TRENTON, N.J. (CBSNewYork/AP) — A New Jersey appeals court heard arguments on Monday on a case asking whether the state Department of Environmental Protection should look out for the interests of business as well as the environment.
A lawsuit has been filed against the state by 28 environmental and labor groups. They hope to get a court to strike down parts of a DEP regulation adopted last year that allowed the agency to grant waivers to many of its own rules in the interests of business.
“It’s nearly impossible to predict how that might be used,” Edward Lloyd, a Columbia University law professor arguing for the environmental groups, told the three-judge panel. “And I think that it invited arbitrary decision-making.”
The court made no decision Monday, and gave no indication when it might rule.
The waiver issue is a technical one, but it is perhaps the biggest debate over the environmental policies of the administration of Gov. Chris Christie. It’s a rare moment when environmental groups oppose a DEP regulation and business groups support it.
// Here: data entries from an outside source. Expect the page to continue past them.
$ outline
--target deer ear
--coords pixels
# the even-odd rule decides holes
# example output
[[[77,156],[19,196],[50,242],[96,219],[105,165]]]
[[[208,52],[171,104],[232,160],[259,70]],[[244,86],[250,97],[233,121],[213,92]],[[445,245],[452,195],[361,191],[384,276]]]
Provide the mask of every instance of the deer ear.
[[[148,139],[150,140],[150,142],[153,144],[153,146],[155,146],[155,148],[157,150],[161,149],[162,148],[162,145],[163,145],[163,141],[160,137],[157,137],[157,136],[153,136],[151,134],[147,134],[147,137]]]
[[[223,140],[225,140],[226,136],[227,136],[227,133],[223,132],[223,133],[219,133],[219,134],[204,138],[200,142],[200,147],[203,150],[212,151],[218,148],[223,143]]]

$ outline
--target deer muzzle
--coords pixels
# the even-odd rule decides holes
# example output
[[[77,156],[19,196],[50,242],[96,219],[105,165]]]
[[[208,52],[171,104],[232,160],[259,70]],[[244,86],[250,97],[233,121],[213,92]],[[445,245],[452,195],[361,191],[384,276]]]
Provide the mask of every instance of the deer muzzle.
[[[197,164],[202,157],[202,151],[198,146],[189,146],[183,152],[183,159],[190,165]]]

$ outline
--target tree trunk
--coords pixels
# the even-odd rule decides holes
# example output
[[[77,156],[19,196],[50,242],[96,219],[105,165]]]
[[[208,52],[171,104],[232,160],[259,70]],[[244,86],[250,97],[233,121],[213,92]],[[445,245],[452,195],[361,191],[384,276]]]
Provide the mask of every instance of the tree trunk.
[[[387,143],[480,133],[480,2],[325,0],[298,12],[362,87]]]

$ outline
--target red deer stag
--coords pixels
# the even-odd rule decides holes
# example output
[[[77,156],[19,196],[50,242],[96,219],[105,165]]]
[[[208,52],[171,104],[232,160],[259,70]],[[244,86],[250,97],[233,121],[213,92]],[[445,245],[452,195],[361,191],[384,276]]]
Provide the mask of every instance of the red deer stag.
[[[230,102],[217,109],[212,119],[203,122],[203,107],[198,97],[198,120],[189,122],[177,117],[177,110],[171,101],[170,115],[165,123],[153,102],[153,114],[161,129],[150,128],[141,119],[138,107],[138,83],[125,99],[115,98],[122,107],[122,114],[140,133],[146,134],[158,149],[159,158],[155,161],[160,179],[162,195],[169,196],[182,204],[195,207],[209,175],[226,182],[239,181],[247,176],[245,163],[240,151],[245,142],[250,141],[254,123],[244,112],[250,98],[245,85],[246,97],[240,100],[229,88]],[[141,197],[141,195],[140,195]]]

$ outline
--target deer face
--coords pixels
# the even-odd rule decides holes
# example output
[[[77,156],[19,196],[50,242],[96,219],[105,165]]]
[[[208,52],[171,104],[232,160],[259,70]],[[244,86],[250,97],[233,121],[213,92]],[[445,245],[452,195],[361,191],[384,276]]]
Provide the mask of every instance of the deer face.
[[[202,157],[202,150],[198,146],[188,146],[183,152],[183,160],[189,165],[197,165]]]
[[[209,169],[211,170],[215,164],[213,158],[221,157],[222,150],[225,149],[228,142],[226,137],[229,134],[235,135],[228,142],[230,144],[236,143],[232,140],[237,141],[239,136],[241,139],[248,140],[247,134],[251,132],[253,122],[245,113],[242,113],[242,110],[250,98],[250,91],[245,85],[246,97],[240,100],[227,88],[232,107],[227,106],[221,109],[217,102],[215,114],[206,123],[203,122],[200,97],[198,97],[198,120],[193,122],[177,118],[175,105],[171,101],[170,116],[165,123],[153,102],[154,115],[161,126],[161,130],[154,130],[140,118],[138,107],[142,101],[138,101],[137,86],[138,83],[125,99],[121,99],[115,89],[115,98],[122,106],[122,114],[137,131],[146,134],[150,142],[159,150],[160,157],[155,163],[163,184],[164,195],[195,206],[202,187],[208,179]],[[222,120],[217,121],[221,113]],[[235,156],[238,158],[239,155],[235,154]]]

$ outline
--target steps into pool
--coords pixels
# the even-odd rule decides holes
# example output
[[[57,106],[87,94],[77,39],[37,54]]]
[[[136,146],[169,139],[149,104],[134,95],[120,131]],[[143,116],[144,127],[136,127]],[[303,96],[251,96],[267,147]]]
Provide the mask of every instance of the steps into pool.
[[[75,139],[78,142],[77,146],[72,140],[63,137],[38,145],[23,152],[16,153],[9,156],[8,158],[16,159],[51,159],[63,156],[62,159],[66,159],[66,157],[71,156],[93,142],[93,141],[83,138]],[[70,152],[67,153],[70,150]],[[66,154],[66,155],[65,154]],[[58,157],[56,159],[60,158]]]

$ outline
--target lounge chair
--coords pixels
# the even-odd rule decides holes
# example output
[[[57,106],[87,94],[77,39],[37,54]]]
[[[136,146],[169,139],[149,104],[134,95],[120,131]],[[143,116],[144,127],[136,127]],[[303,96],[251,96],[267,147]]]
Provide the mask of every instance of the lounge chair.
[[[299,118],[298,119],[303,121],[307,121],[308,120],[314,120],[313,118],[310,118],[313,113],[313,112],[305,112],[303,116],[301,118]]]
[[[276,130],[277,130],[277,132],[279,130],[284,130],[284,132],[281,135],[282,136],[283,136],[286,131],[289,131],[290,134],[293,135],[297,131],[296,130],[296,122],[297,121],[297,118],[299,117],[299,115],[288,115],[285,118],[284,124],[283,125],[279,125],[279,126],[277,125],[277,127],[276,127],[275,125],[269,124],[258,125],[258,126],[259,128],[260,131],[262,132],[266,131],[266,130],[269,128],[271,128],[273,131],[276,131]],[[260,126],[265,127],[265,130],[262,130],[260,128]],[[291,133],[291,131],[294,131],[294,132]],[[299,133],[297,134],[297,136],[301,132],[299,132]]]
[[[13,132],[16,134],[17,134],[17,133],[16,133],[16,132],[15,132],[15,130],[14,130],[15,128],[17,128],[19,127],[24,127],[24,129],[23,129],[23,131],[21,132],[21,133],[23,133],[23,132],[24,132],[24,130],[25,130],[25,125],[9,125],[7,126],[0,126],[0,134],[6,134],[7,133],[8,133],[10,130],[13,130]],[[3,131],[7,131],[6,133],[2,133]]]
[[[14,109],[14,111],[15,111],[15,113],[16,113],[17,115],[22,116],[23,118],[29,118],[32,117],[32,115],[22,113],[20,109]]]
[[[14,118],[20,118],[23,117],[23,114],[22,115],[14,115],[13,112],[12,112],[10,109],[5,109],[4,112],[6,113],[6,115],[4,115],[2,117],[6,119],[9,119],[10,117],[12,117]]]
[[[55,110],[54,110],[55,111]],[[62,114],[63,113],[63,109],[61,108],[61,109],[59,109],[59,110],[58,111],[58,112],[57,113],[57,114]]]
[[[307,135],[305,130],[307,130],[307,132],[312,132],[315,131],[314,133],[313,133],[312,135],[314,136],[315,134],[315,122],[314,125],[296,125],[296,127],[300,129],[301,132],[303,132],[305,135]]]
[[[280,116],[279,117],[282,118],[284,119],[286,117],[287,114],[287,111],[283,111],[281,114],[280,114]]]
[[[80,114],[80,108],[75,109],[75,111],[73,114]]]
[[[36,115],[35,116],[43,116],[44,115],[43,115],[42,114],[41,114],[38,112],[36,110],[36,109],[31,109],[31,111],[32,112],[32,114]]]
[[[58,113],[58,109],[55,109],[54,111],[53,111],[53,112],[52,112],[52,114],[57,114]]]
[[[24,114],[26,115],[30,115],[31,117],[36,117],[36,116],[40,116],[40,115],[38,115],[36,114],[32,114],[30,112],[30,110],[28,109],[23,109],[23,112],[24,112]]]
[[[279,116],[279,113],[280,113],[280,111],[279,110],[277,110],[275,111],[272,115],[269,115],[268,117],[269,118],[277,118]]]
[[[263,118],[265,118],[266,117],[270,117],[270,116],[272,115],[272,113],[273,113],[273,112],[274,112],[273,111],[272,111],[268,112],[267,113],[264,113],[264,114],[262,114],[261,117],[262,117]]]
Christie ordered all administration departments to come up with regulations to allow waivers of their rules as a way to cut bureaucratic red tape.
Since the DEP’s waiver rule went into effect in August, there have been 14 applications for exemptions, a lawyer for the state told the judges. Both of those that have been decided so far have denied the business’ requests.
Paul Schneider, a lawyer for the New Jersey Builders Association, said it’s not a case where businesses will be able to do whatever they want because of the waiver rule.
“Getting a waiver from DEP isn’t like going to Macy’s to get a shirt,” he said, noting that the waiver calls for officials to consider the “core mission” of the DEP and that there’s a process to decide which rules can be waived.
Lawyers for business groups said the new rule is needed, in part, because of the volume of DEP rules _ one estimate is there are 5,000 of them _ and that they sometime contradict one another.
Dennis Toft, who represented several business groups, said that some regulations restrict how much fill material can go in wetlands and other sensitive areas while others mandate fill to raise buildings and other developments above flood levels.
The waiver, he said, lets the DEP decide which rules take precedence.
Lloyd said the solution isn’t telling developers they don’t have to follow rules. Instead, he said, there can be ways to follow them all, though possibly at higher costs. He pointed to the area in Trenton where Interstate 195 and Routes 29 and 129 come together. It’s in a wetland, and it’s elevated out of the flood zone using structures such as pilings rather than fill.
Judges had tough — but not particularly skewering — questions for lawyers on both sides on Monday in a courtroom packed with representatives of environmental and business groups.
The judges pushed Lloyd to explain why it would be acceptable for the state to suspend its rules temporarily but not consider waiving them on request. Lloyd said there is a legal distinction between the types of action.
One thing the judges seemed to be wrestling with was the idea of the DEP looking out for businesses at all.
“How can the core mission of the Department of Environmental Protection ever be synonymous with business interests?” asked Judge Jack Sabatino. “Isn’t it an oxymoron to suggest that granting a waiver is consistent with the core mission of the department?”